SIDANG terbaru dugaan korupsi impor gula yang melibatkan Mantan Menteri Perdagangan (Mendag) Thomas Trikasih Lembong alias Tom Lembong, menghadirkan fakta mengejutkan.
Empat saksi yang dihadirkan dalam sidang lanjutan di Pengadilan Tipikor Jakarta Pusat itu memberikan keterangan terkait perizinan dan seluk beluk impor gula dengan fakta yang bertolak belakang dengan dakwaan jaksa. Bahkan, Tom Lembong menyatakan kelegaannya karena kebenaran semakin terungkap di dalam sidang.
Tudingan Kejaksaan bahwa izin impor gula diberikan Tom Lembong di saat Indonesia surplus gula, terjawab oleh saksi dan data-data yang dipaparkan. Tudingan itu terbantah dengan keterangan sejumlah saksi yang telah hadir di persidangan yang menyebut pada 2015-2016 tidak ada surplus gula.
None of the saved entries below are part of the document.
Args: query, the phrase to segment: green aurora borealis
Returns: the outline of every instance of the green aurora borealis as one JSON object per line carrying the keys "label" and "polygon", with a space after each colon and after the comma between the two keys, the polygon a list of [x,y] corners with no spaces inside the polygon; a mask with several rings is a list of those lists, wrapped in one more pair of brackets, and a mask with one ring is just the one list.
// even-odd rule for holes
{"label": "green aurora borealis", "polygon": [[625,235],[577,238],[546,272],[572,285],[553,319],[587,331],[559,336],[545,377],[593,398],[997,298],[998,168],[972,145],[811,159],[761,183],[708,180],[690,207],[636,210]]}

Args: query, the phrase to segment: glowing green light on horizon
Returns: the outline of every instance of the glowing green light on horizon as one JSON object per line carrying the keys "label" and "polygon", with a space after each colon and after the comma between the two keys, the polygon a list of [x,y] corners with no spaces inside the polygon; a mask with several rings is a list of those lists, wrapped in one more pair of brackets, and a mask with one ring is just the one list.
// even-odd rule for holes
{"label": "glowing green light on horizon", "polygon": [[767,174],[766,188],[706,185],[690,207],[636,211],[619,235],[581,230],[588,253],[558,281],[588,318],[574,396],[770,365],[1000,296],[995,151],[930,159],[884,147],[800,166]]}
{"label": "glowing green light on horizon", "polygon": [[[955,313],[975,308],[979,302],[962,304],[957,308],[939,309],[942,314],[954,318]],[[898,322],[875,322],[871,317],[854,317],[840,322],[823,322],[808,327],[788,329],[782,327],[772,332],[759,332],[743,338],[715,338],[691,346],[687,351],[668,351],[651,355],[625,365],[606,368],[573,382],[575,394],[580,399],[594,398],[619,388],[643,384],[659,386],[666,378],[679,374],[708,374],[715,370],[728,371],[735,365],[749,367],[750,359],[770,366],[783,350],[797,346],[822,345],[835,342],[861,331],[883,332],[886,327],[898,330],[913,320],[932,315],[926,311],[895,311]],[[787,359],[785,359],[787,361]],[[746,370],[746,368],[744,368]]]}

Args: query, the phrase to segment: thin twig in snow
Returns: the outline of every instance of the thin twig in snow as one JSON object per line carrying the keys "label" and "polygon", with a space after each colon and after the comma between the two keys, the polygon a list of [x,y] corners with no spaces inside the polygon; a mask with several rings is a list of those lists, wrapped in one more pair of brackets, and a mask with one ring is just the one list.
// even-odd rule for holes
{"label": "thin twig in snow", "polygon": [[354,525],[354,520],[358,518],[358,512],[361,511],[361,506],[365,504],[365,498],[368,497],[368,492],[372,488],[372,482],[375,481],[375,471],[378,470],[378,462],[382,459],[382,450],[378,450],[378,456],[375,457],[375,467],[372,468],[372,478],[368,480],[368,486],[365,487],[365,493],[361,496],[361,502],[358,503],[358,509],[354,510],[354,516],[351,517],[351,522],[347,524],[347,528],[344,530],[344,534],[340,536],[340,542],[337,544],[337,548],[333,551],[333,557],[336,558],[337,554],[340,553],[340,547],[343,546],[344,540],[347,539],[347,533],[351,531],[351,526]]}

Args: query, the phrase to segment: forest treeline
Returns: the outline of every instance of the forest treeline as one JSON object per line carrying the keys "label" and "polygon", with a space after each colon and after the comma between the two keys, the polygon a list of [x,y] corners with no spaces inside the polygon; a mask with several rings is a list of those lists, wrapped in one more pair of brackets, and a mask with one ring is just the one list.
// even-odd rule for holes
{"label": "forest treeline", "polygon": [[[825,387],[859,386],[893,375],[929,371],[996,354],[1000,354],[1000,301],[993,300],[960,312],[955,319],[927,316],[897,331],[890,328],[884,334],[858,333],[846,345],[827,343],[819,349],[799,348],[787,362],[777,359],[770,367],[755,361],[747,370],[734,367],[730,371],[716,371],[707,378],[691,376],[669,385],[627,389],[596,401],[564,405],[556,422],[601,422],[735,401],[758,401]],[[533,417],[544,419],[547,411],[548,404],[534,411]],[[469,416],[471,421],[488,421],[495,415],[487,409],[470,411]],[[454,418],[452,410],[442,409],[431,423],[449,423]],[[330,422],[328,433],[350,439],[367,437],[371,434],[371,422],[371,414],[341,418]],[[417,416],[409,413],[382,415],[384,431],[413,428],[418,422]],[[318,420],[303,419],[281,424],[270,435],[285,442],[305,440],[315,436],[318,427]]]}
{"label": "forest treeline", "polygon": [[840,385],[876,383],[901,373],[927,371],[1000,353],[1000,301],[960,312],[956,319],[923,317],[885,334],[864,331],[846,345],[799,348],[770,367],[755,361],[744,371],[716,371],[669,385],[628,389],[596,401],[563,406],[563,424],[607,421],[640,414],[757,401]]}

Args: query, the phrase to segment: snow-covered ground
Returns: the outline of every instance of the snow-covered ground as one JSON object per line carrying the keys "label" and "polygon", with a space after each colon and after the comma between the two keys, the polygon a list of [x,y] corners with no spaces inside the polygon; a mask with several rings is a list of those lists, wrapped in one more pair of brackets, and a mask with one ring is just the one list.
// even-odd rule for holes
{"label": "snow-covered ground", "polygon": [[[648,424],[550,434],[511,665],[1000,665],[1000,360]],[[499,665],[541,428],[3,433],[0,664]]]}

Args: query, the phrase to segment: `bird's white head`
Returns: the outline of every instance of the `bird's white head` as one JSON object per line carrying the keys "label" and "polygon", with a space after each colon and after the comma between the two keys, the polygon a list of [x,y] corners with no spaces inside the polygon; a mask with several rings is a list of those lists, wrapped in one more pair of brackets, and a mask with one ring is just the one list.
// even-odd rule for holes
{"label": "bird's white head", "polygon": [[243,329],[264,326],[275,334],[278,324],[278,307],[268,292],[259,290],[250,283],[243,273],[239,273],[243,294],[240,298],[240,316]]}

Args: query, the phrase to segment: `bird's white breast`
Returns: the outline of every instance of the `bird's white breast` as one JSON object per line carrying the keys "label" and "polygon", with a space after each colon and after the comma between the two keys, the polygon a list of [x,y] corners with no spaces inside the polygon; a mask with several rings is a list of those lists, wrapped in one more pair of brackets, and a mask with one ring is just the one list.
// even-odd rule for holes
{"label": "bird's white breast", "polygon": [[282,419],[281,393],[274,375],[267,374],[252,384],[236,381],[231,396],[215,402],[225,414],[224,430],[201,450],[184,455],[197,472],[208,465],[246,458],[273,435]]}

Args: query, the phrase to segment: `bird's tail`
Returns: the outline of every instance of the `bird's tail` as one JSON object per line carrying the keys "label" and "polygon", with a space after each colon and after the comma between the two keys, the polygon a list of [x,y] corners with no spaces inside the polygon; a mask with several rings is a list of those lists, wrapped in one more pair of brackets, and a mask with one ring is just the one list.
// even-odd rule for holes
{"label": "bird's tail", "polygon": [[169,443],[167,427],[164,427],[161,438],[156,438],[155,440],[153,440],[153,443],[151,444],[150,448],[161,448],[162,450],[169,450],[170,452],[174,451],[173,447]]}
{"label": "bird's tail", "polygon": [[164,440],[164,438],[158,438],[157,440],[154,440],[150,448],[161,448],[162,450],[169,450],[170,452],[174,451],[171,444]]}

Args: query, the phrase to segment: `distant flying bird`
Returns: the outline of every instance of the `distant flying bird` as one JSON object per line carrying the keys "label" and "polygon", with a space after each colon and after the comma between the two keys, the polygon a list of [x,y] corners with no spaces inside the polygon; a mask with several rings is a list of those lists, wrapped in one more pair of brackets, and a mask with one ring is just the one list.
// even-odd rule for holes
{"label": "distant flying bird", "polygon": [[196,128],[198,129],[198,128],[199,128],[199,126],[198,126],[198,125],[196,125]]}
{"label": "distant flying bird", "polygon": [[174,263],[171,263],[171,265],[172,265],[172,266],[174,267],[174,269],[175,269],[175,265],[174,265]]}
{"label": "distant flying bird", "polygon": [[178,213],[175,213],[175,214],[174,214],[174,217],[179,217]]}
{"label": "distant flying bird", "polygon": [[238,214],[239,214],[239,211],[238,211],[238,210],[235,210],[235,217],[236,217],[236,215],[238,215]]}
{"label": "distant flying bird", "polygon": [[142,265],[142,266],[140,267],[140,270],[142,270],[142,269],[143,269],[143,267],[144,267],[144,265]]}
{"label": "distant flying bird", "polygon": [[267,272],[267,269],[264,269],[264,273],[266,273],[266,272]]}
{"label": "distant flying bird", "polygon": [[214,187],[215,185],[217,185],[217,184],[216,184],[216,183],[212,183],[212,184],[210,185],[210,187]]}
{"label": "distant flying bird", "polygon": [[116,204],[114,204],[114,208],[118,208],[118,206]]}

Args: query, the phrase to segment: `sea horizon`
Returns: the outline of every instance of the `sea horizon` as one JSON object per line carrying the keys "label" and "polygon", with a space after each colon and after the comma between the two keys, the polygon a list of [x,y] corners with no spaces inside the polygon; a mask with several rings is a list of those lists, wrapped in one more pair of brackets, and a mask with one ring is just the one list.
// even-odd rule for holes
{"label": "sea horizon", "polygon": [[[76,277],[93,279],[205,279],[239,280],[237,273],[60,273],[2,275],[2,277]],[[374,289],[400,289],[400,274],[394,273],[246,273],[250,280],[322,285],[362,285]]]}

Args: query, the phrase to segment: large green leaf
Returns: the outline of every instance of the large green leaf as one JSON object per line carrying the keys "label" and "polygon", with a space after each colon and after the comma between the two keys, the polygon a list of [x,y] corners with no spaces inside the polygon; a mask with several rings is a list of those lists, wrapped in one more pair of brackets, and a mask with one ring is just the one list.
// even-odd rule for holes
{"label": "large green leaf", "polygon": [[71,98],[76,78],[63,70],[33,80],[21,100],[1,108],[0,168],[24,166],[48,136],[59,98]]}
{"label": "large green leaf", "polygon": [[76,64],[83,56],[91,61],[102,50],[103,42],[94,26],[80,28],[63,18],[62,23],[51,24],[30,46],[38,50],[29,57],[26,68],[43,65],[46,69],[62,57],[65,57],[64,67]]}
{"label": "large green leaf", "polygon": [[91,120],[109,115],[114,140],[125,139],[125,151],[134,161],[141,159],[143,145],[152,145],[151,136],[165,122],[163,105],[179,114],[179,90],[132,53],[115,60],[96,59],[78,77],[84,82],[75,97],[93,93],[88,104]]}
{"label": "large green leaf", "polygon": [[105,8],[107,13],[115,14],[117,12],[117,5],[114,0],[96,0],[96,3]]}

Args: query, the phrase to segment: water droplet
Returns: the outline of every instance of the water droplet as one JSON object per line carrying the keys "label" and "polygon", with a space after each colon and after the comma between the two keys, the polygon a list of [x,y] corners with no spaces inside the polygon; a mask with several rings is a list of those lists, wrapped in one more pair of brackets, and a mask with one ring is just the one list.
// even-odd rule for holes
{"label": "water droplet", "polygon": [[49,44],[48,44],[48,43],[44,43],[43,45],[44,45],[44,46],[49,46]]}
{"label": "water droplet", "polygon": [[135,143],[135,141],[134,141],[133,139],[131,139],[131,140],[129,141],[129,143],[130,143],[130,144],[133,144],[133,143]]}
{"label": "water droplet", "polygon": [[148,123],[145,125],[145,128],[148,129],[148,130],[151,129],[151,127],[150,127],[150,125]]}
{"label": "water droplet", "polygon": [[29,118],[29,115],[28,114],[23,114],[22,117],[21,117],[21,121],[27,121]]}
Bahkan hal itu tercantum secara resmi dalam risalah Rapat Koordinasi Menteri Perekonomian di akhir 2019.
Semakin terang ngawurnya sangkaan atau dakwaan yang ditudingkan pihak kejaksaan ke Tom Lembong ini. Hal ini menggugah pertanyaan besar tentang ketepatan dakwaan yang diajukan oleh kejaksaan.
Kemudian, dakwaan jaksa soal mengarahkan PT Perusahaan Perdagangan Indonesia (PPI) untuk bekerja sama dengan distributor terbantahkan juga dengan keterangan saksi dalam sidang. Bahwa tidak ada aturan yang melarang PT PPI bekerja sama dengan distributor demi optimalisasi pendistribusian gula.
Dalam persidangan saksi menerangkan tidak ada larangan BUMN bekerja sama dengan industri gula swasta untuk mengolah gula mentah.
Lebih jauh, anggapan bahwa impor gula merugikan petani ternyata tidak terbantahkan dalam persidangan. Dampak negatif terhadap petani tetap menjadi perhatian serius yang perlu ditindaklanjuti dengan kebijakan yang lebih berpihak pada keberlanjutan industri gula nasional. Namun, hal ini tidak serta-merta membuktikan adanya tindak pidana dalam kebijakan impor yang telah terjadi. Di sinilah pentingnya pemisahan antara kebijakan ekonomi dan tindakan kriminal. Agar tidak terjadi kriminalisasi terhadap kebijakan yang sejatinya bertujuan untuk menjaga stabilitas pasokan pangan nasional.
Kasus ini juga menyoroti pentingnya profesionalisme dan ketelitian aparat penegak hukum dalam merumuskan dakwaan. Jika dakwaan ternyata memiliki kelemahan mendasar, maka muncul potensi persepsi publik bahwa kasus ini lebih bermuatan politis ketimbang murni penegakan hukum.
Ketidakcermatan dalam proses hukum akan menimbulkan ketidakpercayaan publik terhadap institusi kejaksaan, yang pada gilirannya dapat melemahkan kredibilitas sistem hukum secara keseluruhan.
Dalam sistem hukum yang sehat, setiap dakwaan harus berdasar pada fakta dan bukti yang kuat, bukan sekadar asumsi atau tekanan dari pihak tertentu. Oleh karena itu, kejaksaan perlu lebih berhati-hati dalam mengajukan kasus seperti ini. Jika memang terdapat pelanggaran, maka harus terbukti secara transparan dan akurat. Namun, jika dakwaan tidak mempunyai dukungan bukti yang cukup, maka langkah terbaik adalah mengevaluasi ulang kasus ini. Demi menjaga kredibilitas hukum di Indonesia.
Pembenahan sistem perdagangan dan regulasi impor harus menjadi prioritas utama. Ketimbang terjebak dalam perdebatan hukum yang berkepanjangan, pemerintah harus mengambil langkah nyata. Yakni untuk memastikan kebijakan perdagangan yang lebih adil dan tidak merugikan petani lokal.
Kejelasan aturan dan transparansi dalam pengambilan keputusan akan mencegah munculnya kasus serupa di masa depan.
Kita semua tentu berharap agar hukum tegak dengan adil, tanpa intervensi kepentingan politik. Proses hukum yang berjalan harus tetap mengedepankan asas praduga tak bersalah. Juga memastikan bahwa setiap keputusan berdasarkan fakta yang sahih. Kejaksaan harus lebih cermat dalam mendakwa. Sehingga tidak membuka celah bagi publik untuk meragukan independensi lembaga penegak hukum di negeri ini.